The Pocatello Gems began play in the Pioneer League in 1984, when the Lethbridge Dodgers relocated to Pocatello, Idaho, and were members of the circuit for just two seasons. As an independent club in 1984, led by manager Ron Mihal, they posted the league's worst record (23-47). The next season they became an Oakland Athletics affiliate and improved slightly to 24–45 under manager Dave Hudgens, who led them to a third-place finish out of four clubs in the Southern Division. One bright spot that year was the play of shortstop Walt Weiss, who made the league's 1985 All-Star team.

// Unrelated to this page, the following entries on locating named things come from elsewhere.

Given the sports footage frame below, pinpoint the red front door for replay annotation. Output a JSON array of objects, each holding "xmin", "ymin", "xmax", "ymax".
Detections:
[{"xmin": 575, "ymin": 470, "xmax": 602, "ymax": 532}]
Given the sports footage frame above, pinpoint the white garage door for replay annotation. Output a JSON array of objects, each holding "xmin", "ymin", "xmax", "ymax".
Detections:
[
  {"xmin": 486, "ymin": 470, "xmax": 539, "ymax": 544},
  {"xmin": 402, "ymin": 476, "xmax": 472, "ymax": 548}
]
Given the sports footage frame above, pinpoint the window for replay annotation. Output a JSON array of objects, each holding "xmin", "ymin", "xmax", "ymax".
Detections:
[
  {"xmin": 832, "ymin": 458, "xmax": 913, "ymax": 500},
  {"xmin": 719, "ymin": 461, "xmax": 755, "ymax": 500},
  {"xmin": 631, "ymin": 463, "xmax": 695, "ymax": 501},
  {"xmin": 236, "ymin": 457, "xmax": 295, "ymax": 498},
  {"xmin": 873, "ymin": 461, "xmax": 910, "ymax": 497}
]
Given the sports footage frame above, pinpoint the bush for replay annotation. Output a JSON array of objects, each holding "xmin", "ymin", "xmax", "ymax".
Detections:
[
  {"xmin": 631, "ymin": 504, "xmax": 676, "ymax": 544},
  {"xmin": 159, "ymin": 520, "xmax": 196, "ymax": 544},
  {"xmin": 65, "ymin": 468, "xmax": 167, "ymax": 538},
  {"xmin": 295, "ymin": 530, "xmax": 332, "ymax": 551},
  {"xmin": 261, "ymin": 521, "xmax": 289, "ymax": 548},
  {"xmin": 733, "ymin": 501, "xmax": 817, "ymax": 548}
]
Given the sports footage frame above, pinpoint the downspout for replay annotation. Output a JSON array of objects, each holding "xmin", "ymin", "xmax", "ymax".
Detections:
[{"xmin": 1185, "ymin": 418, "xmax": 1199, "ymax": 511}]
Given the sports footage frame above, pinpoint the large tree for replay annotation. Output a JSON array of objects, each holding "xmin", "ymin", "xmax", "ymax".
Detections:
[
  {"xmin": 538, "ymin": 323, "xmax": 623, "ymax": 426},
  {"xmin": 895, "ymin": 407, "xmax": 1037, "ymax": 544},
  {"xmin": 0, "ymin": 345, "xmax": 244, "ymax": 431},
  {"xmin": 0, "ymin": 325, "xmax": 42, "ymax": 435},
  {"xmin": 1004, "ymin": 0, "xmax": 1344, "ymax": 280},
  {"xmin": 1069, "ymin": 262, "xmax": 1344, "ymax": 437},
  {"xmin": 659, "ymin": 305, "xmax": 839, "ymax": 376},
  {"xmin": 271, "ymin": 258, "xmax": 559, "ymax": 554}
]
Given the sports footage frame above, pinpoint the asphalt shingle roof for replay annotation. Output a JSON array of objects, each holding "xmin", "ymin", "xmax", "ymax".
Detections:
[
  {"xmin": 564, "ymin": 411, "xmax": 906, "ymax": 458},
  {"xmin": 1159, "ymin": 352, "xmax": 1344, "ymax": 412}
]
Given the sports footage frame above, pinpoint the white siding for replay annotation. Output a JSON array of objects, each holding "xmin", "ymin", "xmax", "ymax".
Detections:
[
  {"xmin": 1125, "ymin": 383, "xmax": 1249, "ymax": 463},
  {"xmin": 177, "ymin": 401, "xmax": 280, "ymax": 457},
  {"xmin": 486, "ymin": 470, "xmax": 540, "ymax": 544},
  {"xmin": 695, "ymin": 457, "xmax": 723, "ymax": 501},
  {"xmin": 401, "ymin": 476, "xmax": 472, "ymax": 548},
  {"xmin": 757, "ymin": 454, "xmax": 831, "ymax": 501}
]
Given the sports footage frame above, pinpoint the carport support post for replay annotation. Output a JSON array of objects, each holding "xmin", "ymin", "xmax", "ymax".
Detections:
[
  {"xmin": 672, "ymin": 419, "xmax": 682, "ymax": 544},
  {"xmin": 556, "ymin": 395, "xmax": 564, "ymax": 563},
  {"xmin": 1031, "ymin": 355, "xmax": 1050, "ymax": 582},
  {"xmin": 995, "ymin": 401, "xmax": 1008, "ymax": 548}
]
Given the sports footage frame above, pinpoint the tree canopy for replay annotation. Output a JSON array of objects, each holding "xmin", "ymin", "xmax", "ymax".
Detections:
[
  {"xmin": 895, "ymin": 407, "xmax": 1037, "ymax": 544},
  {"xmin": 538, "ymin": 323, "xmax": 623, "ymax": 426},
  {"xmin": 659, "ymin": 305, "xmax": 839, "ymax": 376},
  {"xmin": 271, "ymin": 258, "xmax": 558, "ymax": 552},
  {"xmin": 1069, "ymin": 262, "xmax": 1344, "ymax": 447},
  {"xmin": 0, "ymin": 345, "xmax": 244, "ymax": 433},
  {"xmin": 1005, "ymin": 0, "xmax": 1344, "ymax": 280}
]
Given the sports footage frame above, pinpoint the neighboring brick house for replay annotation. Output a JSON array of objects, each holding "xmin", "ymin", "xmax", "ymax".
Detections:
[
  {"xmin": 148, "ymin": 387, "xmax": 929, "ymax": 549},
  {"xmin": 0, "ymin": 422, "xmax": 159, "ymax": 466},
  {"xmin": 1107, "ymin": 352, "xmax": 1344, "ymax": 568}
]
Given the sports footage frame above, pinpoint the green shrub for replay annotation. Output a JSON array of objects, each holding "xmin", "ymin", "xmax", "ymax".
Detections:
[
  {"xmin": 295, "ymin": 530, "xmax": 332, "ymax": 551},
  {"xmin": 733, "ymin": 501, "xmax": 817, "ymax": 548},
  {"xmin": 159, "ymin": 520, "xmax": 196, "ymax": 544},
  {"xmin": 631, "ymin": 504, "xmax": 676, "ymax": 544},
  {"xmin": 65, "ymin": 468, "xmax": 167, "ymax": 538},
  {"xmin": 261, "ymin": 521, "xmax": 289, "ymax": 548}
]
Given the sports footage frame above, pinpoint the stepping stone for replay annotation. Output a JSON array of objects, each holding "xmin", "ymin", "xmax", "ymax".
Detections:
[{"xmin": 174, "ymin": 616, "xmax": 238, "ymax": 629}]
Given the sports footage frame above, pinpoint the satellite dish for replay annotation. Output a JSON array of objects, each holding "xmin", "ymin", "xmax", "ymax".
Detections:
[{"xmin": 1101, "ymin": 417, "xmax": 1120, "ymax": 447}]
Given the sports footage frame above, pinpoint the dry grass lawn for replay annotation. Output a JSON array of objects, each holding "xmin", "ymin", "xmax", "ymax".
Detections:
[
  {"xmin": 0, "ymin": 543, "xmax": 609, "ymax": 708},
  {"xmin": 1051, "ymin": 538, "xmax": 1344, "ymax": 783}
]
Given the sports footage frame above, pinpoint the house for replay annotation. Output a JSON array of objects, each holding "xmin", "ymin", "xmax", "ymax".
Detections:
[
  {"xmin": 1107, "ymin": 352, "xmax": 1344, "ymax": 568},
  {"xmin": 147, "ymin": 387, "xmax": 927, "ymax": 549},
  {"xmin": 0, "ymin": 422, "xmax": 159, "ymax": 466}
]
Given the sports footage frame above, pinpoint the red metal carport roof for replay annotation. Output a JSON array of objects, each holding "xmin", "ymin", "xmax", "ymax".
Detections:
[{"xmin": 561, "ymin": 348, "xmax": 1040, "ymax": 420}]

However, after the season, the Gems franchise suspended operations.

==Notable alumni==

===Baseball Hall of Fame Alumni===

- Andre Dawson (1975) Inducted, 2010

===Notable alumni===
- Rickey Hill (1975)
- David Palmer (1976)
- Ron Kittle (1977) MLB All-Star; 1983 AL Rookie of the Year
- Jim Lefebvre (1977) MLB All-Star; 1965 NL Rookie of the Year
- Mitch Webster (1977-1978)
- Candy Maldonado (1978)
- Mike Marshall (1978) MLB All-Star
- Greg Brock (1979)
- Sid Fernandez (1981) 2 x MLB All-Star
- Steve Sax (1981) 5 x MLB All-Star; 1981 NL Rookie of the Year
- Mariano Duncan (1982) MLB All-Star

==Year-by-year record==

| Year | Record | Finish | Manager |  |
|---|---|---|---|---|
| 1975 | 35–37 | 3rd | Van Kelly |  |
| 1976 | 30–42 | 4th | Walt Hriniak |  |
| 1977 | 44–26 | 1st | Gail Henley | League Champs |
| 1978 | 33–35 | 5th | Jim Lefebvre |  |
| 1979 | 38–30 | 1st | Gail Henley | League Champs |
| 1980 | 52–18 | 1st | Gail Henley | League Champs |
| 1981 | 43–27 | 2nd | Gary LaRocque |  |
| 1982 | 25–45 | 3rd (tie) | Gary LaRocque |  |
| 1983 | 39–31 | 2nd | Gail Henley |  |
| 1984 | 23–47 | 4th | Ron Mihal |  |
| 1985 | 24–45 | 3rd | Dave Hudgens |  |

==Sources==
This article is based on the "Lethbridge Expos" article at Baseball-Reference.com Bullpen. The Bullpen is a wiki, and its content is available under the GNU Free Documentation License.